A ‘portrait’ of my father, done from memory, with the aid of a very small black and white photo taken in 1960, when he would have been 67. I used gesso, graphite and ink. Odd things happened – I couldn’t remember his eyes very well but could remember his mouth and his facial expression. I wanted to capture a hazy, incomplete memory of a very quiet, gentle man. This is the result of many layers of drawing and erasure.
Just thought I would share one of my favourite portraits. This one is King Charles ii and hangs in the National Portrait Gallery. What I love is how he looks like a used car salesman, with a sideline in fake Rolex watches. Despite the dignified posture, the frilly clothes, and the painterly skill of the artist, something of his true character inadvertently escapes, and he looks as dodgy as a three bob note. Is that treason?
On 5th April Carmarthen School of Art BA2 Show opened at Volcano Theatre in Swansea. As a group of 11 students we organised every aspect of the show, sourcing the venue, fundraising, publicity, curation, with the support of our tutor Amanda Blake.
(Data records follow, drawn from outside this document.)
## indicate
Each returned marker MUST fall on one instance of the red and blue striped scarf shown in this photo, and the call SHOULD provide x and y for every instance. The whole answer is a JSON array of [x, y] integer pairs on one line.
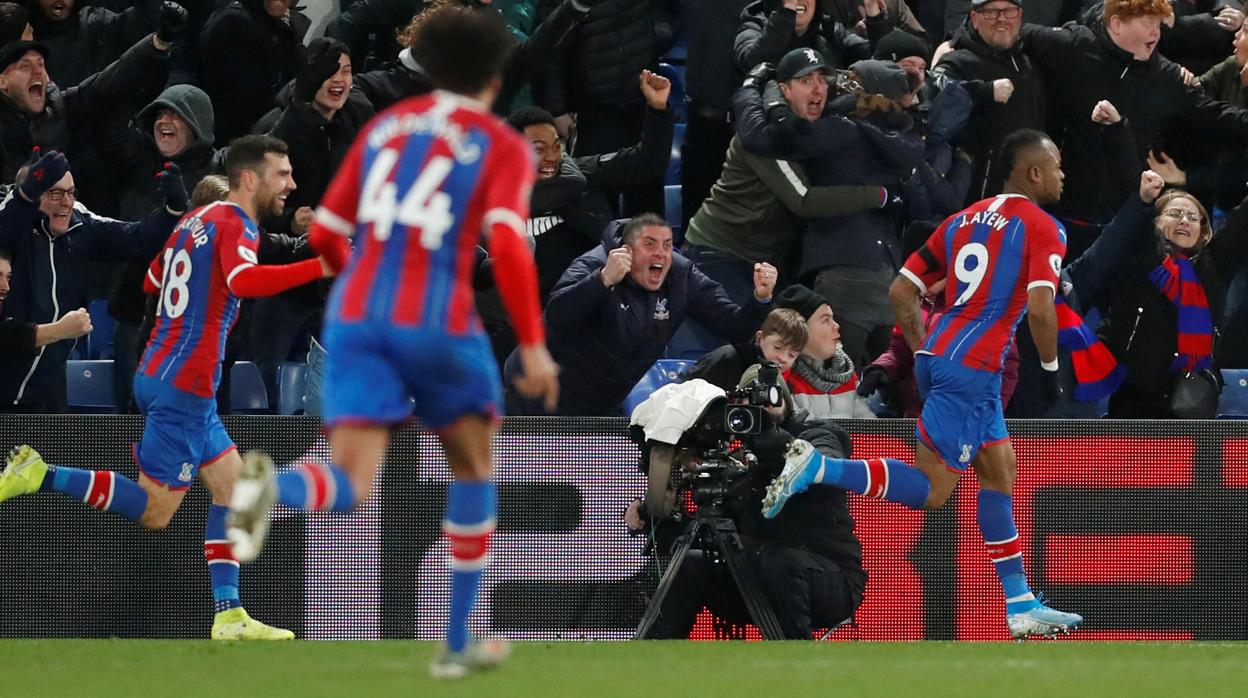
[[1096, 372], [1177, 280]]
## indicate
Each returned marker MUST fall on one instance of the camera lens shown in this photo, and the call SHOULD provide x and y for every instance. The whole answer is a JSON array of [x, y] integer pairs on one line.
[[739, 421]]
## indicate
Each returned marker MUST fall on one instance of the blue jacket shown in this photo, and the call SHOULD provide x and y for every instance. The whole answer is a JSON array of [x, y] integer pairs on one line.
[[605, 339], [49, 280]]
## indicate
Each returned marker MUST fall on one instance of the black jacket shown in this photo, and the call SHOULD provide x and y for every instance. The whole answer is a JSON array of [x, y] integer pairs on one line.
[[766, 34], [247, 58], [605, 339], [587, 210], [599, 63], [838, 150], [50, 274], [1082, 65], [91, 38], [992, 121], [66, 119], [1140, 326]]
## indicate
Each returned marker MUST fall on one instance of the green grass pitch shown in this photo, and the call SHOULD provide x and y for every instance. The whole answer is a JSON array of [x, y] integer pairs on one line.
[[189, 668]]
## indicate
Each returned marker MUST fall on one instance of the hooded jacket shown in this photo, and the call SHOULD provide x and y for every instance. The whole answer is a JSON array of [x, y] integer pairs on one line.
[[91, 38], [605, 339], [247, 58], [141, 70], [992, 121], [130, 150], [50, 281], [1082, 65]]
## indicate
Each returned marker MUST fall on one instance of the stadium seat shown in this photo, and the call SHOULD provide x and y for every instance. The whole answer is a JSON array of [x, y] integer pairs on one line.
[[291, 378], [1233, 403], [678, 142], [90, 386], [663, 372], [99, 342], [672, 211], [677, 99], [247, 390]]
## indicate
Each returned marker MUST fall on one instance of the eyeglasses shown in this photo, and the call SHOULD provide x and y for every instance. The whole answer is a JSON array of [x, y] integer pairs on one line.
[[1178, 215], [1007, 13]]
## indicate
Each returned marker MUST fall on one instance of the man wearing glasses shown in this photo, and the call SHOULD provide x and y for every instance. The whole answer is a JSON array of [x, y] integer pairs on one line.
[[1007, 90], [54, 237]]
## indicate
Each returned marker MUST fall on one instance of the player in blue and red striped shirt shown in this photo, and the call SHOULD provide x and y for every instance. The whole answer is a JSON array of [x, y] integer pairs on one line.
[[421, 185], [999, 257], [205, 267]]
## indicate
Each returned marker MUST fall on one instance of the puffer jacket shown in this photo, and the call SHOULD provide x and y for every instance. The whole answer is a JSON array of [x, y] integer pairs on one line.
[[91, 38], [980, 64], [768, 33], [605, 339], [50, 281], [247, 58], [605, 53]]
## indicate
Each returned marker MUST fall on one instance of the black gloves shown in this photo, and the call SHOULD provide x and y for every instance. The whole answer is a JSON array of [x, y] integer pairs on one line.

The opening night was lively and very well attended, and I am looking forward to seeing the feedback in the visitor’s book.
A few reflections:
– how different work looks when properly hung, with ‘breathing space’ in a gallery, as opposed to stuck to the studio wall with blu-tak.
– how scary to open one’s own work to public viewing, especially when the subject matter is very personal. ( I experienced a bit of a melt-down about this the day before the opening).
– how some works are eye catching and dominate the space, and others are quiet and recede, and how this gives an interesting dynamic to the exhibition.
Well after all the stress of organising and hanging the show I think I need to lie down in a darkened room for a while. Oh no, there’s still an essay to write………..
Experimenting with monoprint on gelli plate to capture remembered images of my father. Surprisingly they turned out looking like something from a 1940s film noir – but maybe not so surprising, as the memories are shadowy, much of his life was a mystery, and he always wore a hat like Humphrey Bogart!
Gelli plate printing is great for table top printing without a press. Good for monoprint but you cannot scratch onto the plate in case you damage it. The kitchen is now a scene of devastation, but I have 30 + prints relating to memories of my father.